Chinese, US, European, and Canadian governments join forces to "rescue the market"
One reason for the rebound in U.S. stocks is that many governments have resorted to "rescue the market." In addition to the United States' announced purchase of crude oil as a strategic reserve, the People's Bank of China also decided to implement the inclusive financial targeted reduction next Monday, releasing long-term funds of 550 billion yuan. The European Union has also spent 37 billion Euros to help the economy. The Bank of Canada also cut interest rates urgently, reducing the key overnight interest rate by 50 basis points to 0.75%, further indicating that the possibility of further interest rate cuts is not ruled out. The Bank of England's emergency policy meeting record this week also shows that the bank is likely to further cut interest rates and increase asset purchase efforts to help mitigate the impact of the new coronavirus epidemic on the economy.
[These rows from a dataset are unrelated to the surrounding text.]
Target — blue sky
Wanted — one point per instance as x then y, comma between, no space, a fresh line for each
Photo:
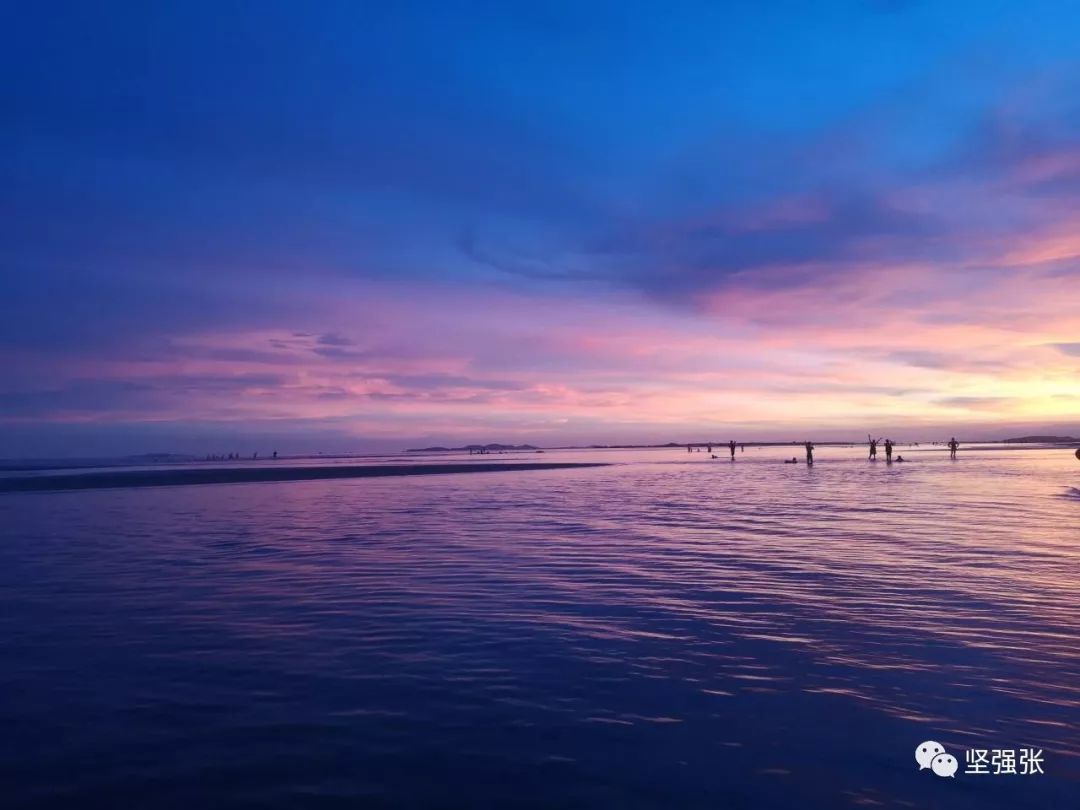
229,175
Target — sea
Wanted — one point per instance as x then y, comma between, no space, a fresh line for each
666,631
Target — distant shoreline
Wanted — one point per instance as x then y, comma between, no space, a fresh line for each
138,478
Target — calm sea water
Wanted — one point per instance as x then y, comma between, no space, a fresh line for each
666,632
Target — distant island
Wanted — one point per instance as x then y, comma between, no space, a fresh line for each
1042,440
482,448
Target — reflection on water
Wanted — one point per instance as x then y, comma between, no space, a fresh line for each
667,632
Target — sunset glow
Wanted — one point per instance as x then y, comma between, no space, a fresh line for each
702,223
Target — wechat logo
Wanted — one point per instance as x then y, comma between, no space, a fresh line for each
932,755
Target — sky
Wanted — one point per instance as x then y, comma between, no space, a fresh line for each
346,227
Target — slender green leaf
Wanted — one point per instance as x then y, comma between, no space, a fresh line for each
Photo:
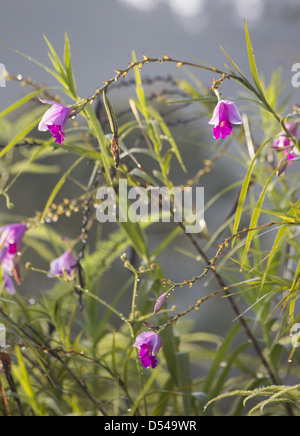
68,68
244,190
252,63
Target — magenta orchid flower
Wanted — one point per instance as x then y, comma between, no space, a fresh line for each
54,120
225,116
149,344
11,237
8,284
66,263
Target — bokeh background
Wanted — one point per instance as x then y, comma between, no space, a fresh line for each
102,36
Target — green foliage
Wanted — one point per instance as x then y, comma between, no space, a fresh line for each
70,340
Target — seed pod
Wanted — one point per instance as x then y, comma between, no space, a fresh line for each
115,149
160,302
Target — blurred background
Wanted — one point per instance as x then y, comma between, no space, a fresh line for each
102,36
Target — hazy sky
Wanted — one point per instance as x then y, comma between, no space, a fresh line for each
103,34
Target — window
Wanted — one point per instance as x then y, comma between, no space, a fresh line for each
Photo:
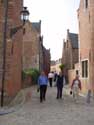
86,3
85,69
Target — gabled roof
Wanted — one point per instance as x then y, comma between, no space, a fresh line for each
36,25
74,40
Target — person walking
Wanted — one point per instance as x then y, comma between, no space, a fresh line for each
42,83
76,85
60,84
50,77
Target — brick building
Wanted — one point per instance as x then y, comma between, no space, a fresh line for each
31,45
35,55
13,49
46,60
70,54
86,37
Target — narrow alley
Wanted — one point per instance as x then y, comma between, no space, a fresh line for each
52,111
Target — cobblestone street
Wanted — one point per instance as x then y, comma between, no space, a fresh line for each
52,111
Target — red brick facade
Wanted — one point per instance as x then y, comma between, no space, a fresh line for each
70,55
14,46
86,36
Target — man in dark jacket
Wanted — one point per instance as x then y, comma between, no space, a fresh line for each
60,80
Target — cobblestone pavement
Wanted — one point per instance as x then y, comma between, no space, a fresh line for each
52,111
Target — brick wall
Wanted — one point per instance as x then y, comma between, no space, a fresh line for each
30,47
14,46
86,36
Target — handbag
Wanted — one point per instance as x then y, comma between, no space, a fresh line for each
71,92
38,89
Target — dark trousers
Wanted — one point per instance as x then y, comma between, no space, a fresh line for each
43,89
59,92
50,82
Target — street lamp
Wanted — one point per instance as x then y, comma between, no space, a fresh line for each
24,17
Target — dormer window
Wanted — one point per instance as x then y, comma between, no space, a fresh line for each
86,4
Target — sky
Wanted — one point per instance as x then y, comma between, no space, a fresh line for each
56,17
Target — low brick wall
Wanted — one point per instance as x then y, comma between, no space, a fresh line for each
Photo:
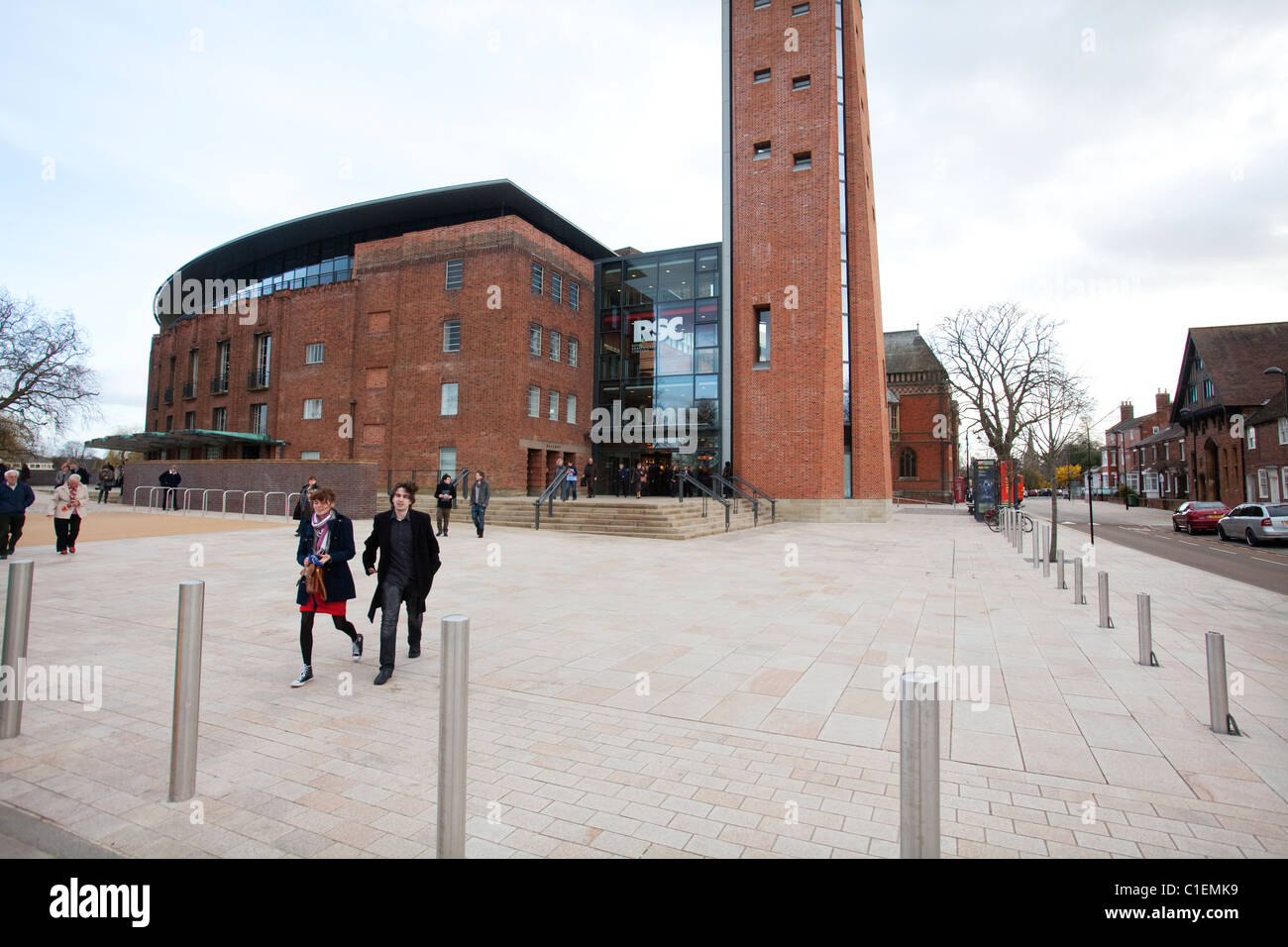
356,482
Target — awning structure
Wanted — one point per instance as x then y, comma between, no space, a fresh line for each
149,441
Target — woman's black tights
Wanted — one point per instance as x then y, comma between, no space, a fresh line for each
307,633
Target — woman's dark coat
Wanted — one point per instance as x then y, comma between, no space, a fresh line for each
335,574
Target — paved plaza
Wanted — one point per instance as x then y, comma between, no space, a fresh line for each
716,697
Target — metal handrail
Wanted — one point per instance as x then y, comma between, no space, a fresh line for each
752,488
742,495
706,492
548,495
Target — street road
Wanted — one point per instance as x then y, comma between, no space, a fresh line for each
1150,531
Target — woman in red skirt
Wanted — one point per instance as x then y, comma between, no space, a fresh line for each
326,545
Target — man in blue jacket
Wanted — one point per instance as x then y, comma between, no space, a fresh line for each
14,500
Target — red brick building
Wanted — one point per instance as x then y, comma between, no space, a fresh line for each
922,420
1225,402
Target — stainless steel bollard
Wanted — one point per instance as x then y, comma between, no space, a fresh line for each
1103,599
1219,698
918,766
452,710
1145,631
13,655
187,692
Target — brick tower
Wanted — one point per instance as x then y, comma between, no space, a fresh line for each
803,352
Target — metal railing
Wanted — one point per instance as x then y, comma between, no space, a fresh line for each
548,495
704,491
717,480
758,491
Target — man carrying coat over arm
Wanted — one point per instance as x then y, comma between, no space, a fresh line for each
408,560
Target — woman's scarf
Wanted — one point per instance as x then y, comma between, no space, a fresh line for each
322,532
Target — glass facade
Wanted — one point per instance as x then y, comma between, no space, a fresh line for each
657,364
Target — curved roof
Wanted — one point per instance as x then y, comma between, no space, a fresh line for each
382,218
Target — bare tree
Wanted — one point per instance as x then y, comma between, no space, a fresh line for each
1060,407
44,375
999,359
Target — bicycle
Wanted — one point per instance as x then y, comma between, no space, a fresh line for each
993,519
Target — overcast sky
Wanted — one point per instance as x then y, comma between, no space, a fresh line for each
1120,165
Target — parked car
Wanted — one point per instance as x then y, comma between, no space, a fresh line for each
1256,523
1194,515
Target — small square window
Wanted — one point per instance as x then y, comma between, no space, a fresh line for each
455,273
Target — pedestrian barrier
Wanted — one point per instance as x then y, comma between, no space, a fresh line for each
1144,631
187,690
918,766
454,676
1103,594
1219,697
13,652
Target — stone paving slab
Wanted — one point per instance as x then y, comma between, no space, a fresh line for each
720,697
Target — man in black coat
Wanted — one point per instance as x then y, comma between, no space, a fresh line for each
408,560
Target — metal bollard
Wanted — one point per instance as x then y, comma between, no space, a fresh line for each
13,655
918,766
187,692
1145,631
1219,699
1103,595
452,709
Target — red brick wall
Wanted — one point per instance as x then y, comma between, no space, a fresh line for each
356,483
386,325
786,234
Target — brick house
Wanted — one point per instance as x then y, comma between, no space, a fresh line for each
1220,386
922,419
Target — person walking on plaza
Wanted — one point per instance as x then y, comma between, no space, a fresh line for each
170,479
408,560
481,492
326,583
16,497
106,478
446,495
69,504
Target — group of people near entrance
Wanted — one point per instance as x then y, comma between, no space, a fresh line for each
402,552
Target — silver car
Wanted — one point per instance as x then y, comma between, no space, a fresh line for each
1256,523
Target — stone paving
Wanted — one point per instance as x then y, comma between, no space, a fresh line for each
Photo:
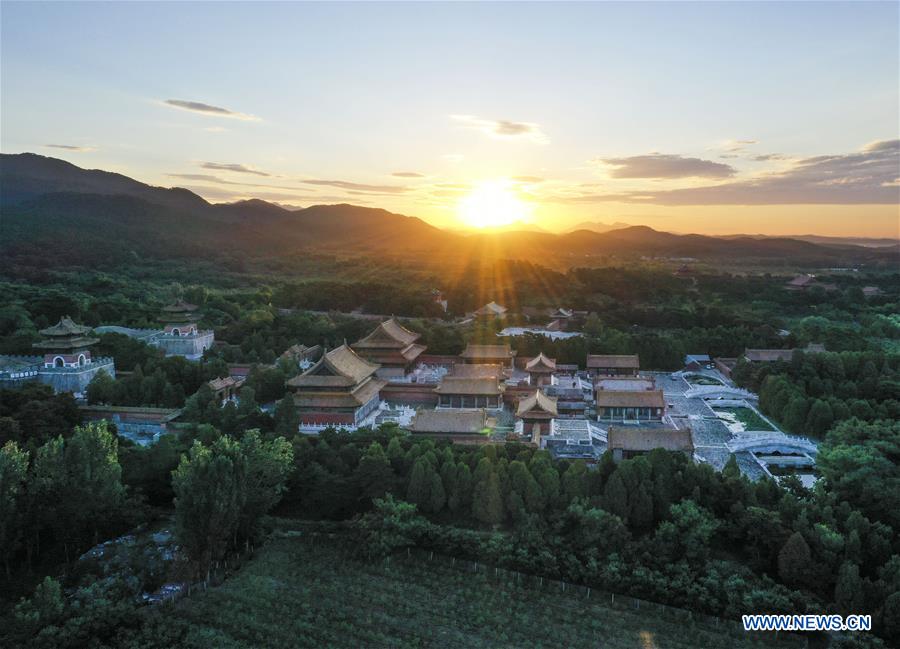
709,432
The Bank of Canada announced an emergency rate cut and said it would not schedule another rate cut. (Reuters)
Wall Street is still not optimistic about the market outlook
Although the move by many countries, US stocks rebounded sharply on Friday, recovering most of the losses on Thursday. However, many Wall Street investments are still not optimistic about the market outlook. David Donabedian, the chief investment director of private wealth management company CIBC, frankly said that “the sharp daily fluctuations in U.S. stocks today show that investors do not know what to do next.” He predicts that unless the epidemic situation can Contained, and the market can be calmer and less volatile, otherwise it will be difficult for US stocks to continue to rise.
Dan Niles of hedge fund AlphaOne Capital also said that the epidemic situation is still serious, different from the September 11 incident and the explosion of the science and technology stock bubble, which mainly affects the demand side. The current epidemic is a "one-two punch" of supply and demand. It is possible to drag the United States into recession. Researcher Capital Economics reports that the measures to stop the spread of the coronavirus may force the US economy to contract by a staggering 4% in the second quarter, putting the economy into recession.